Di seluruh pulau, kandidat pro-kemerdekaan yang tergabung dalam Sinn Fein memenangkan lebih dari 70 persen kursi.
Tapi bukannya mematuhi kehendak demokratis, London malah berperang. Perang Kemerdekaan berlangsung selama hampir tiga tahun sampai akhirnya diakhiri Perjanjian Anglo-Irlandia 6 Desember 1921 di Downing Street.
Perjanjian tersebut menghasilkan dua yurisdiksi: Irlandia Utara, yang terdiri dari enam distrik tetap menjadi bagian Britania Raya, sementara negara bebas yang baru lahir dari 26 kabupaten memperoleh kemerdekaan semu, yaitu Republik Irlandia.
Pendirian Inggris membenarkan tindakan yang belum pernah terjadi sebelumnya ini dengan menunjuk ke populasi pro-Inggris di Irlandia Utara, atau Ulster.
Konstituen pro-Inggris itu diciptakan kolonisasi historis selama abad ke-16 dan ke-17, ketika kerajaan merebut tanah dari penduduk asli Irlandia.

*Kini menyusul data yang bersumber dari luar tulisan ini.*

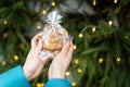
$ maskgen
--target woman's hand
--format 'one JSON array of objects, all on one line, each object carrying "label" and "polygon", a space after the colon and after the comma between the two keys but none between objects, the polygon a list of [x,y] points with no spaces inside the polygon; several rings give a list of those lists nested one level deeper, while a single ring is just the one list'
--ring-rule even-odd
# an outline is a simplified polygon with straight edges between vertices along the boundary
[{"label": "woman's hand", "polygon": [[63,47],[61,53],[53,59],[49,69],[49,79],[65,77],[65,73],[73,58],[73,50],[74,45],[70,40]]},{"label": "woman's hand", "polygon": [[23,66],[24,74],[28,80],[36,78],[41,73],[44,64],[48,61],[48,59],[43,61],[40,59],[42,41],[39,39],[39,37],[41,37],[41,35],[42,33],[39,33],[31,39],[31,48]]}]

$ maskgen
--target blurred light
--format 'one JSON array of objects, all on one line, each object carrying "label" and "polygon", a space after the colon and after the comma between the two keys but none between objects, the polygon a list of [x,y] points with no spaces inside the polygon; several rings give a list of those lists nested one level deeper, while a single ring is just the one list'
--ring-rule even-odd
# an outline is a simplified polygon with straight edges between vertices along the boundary
[{"label": "blurred light", "polygon": [[24,44],[20,44],[20,48],[24,48]]},{"label": "blurred light", "polygon": [[3,34],[3,38],[6,38],[6,37],[8,37],[8,34],[6,34],[6,33],[4,33],[4,34]]},{"label": "blurred light", "polygon": [[78,64],[78,63],[79,63],[79,60],[78,60],[78,59],[75,59],[74,62],[75,62],[76,64]]},{"label": "blurred light", "polygon": [[93,0],[93,5],[96,5],[96,0]]},{"label": "blurred light", "polygon": [[95,29],[96,29],[95,27],[92,27],[92,32],[95,32]]},{"label": "blurred light", "polygon": [[6,21],[4,21],[4,22],[3,22],[3,24],[4,24],[4,25],[6,25],[6,24],[8,24],[8,22],[6,22]]},{"label": "blurred light", "polygon": [[43,83],[37,83],[37,87],[43,87]]},{"label": "blurred light", "polygon": [[113,25],[113,22],[112,22],[112,21],[108,21],[108,25],[110,25],[110,26],[112,26],[112,25]]},{"label": "blurred light", "polygon": [[74,50],[76,50],[77,49],[77,46],[76,45],[74,45]]},{"label": "blurred light", "polygon": [[47,13],[48,13],[47,10],[43,10],[43,11],[42,11],[42,14],[43,14],[43,15],[46,15]]},{"label": "blurred light", "polygon": [[118,0],[114,0],[114,3],[117,3]]},{"label": "blurred light", "polygon": [[116,61],[117,61],[117,62],[120,62],[120,58],[117,58]]},{"label": "blurred light", "polygon": [[129,38],[129,36],[128,36],[128,35],[126,35],[126,36],[125,36],[125,38],[126,38],[126,39],[128,39],[128,38]]},{"label": "blurred light", "polygon": [[52,2],[52,7],[55,7],[55,2],[54,1]]},{"label": "blurred light", "polygon": [[14,60],[17,61],[18,60],[18,55],[14,55]]},{"label": "blurred light", "polygon": [[5,61],[2,61],[2,63],[1,63],[3,66],[6,64],[6,62]]},{"label": "blurred light", "polygon": [[78,69],[77,72],[80,74],[80,73],[82,72],[82,70],[81,70],[81,69]]},{"label": "blurred light", "polygon": [[72,86],[75,87],[76,86],[76,82],[72,82]]},{"label": "blurred light", "polygon": [[99,59],[99,63],[101,64],[103,62],[103,58],[100,58]]},{"label": "blurred light", "polygon": [[79,34],[79,38],[82,38],[83,37],[83,35],[82,34]]},{"label": "blurred light", "polygon": [[10,64],[13,64],[13,60],[10,60]]},{"label": "blurred light", "polygon": [[65,75],[68,76],[68,75],[70,75],[70,73],[69,73],[69,72],[66,72]]}]

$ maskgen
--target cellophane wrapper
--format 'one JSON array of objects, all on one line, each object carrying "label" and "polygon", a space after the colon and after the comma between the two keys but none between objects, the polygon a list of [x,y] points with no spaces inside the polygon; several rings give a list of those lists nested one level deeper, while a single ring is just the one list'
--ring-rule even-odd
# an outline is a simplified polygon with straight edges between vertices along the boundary
[{"label": "cellophane wrapper", "polygon": [[41,37],[43,42],[43,48],[40,52],[42,60],[53,59],[60,53],[63,46],[69,40],[68,33],[64,29],[60,23],[62,16],[53,11],[47,15],[46,25],[43,28],[43,35]]}]

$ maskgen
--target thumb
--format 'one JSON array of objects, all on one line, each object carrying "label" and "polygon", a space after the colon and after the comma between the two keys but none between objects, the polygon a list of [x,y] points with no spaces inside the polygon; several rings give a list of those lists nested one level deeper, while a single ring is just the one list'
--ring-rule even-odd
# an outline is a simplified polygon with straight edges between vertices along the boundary
[{"label": "thumb", "polygon": [[37,52],[40,52],[41,51],[41,49],[42,49],[42,40],[41,39],[39,39],[39,41],[38,41],[38,46],[37,46]]}]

Dengan demikian, para penguasa Inggris mengatur negara kepulauan, yang kemudian digunakan untuk menyusun mandat yang ditunjuk sendiri untuk membagi negara menjadi nasionalis dan serikat pekerja.
Selama awal 1900-an, ketika Ulster Unionists secara terbuka menentang setiap langkah yang mungkin dilakukan London untuk memberikan kebebasan kepada Irlandia.

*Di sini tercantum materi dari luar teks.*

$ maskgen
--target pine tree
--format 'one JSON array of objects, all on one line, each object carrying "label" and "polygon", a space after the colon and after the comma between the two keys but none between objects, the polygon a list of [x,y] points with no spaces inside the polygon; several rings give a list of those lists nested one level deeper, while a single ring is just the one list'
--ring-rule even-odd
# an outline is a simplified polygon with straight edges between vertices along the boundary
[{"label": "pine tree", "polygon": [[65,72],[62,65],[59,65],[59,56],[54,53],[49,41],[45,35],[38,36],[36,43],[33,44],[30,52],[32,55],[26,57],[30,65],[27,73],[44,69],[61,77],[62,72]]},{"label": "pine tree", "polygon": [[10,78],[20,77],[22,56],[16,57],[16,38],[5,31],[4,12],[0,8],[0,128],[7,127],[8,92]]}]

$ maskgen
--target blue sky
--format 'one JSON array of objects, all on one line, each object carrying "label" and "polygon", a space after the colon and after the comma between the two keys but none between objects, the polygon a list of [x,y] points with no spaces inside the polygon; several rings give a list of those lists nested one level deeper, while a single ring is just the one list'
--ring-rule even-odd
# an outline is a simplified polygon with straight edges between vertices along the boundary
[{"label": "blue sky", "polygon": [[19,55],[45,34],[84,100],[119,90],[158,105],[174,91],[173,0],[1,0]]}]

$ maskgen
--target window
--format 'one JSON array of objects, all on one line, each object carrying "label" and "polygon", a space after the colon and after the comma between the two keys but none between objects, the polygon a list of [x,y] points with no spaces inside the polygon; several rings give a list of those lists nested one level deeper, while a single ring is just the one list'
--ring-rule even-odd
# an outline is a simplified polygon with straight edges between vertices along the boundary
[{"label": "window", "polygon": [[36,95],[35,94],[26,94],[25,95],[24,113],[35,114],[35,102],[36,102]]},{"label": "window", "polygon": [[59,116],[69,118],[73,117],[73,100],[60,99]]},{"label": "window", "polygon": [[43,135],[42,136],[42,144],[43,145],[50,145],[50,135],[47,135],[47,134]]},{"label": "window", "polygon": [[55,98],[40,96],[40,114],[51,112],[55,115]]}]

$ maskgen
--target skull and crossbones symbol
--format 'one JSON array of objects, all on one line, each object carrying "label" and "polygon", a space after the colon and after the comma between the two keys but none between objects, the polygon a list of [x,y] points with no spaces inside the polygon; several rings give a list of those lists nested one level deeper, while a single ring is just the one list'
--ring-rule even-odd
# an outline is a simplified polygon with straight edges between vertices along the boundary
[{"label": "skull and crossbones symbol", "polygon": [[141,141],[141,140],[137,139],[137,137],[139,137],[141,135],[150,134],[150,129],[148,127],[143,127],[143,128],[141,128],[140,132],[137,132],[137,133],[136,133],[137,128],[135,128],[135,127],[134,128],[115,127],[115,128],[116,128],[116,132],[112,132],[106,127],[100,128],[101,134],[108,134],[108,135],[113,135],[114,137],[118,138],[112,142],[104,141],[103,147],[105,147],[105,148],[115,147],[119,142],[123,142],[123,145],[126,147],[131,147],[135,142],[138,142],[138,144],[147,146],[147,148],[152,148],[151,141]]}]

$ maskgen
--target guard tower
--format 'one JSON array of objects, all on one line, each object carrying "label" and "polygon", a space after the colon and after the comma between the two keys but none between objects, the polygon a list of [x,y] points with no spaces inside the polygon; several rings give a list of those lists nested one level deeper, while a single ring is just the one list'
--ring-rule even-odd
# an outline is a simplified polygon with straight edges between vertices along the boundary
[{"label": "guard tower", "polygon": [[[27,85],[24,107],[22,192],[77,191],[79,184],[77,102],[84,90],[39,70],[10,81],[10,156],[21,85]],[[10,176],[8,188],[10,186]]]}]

Partai Konservatif, yang dipimpin oleh Andrew Bonar Law, dengan keras mendukung deklarasi serikat pekerja untuk pemberontakan bersenjata melawan pemerintah Inggris.
“Ulster akan bertarung dan Ulster akan benar” adalah seruan dari Partai Konservatif dan Unionis yang baru dibentuk, yang terus menjadi nama resminya.
Ketika para pemimpin Republik Irlandia berada di London untuk merundingkan Perjanjian Anglo-Irlandia, ancaman kekerasan serikat pekerja skala besar di distrik utara ini digunakan sebagai alat pemaksa.
Tanda Michael Collins dan rekan-rekan delegasinya dikutuk sebagai aksi jual kemerdekaan penuh oleh rekan-rekan republik mereka.
Perjanjian itu dianggap cacat karena di bawah. Perang pun pecah ketika di antara mereka saling membunuh.
Collins dibunuh dalam penyergapan pada 22 Agustus 1922, di negara asalnya County Cork. Perang saudara itu, di mana Inggris mempersenjatai pasukan Irlandia, meninggalkan bekas luka yang dalam.
Sementara itu, selama tahun 1920-an, wilayah Inggris di Irlandia Utara menyaksikan pogrom sektarian yang meluas dan ribuan keluarga kehilangan tempat tinggal akibat kekerasan antar-komunal.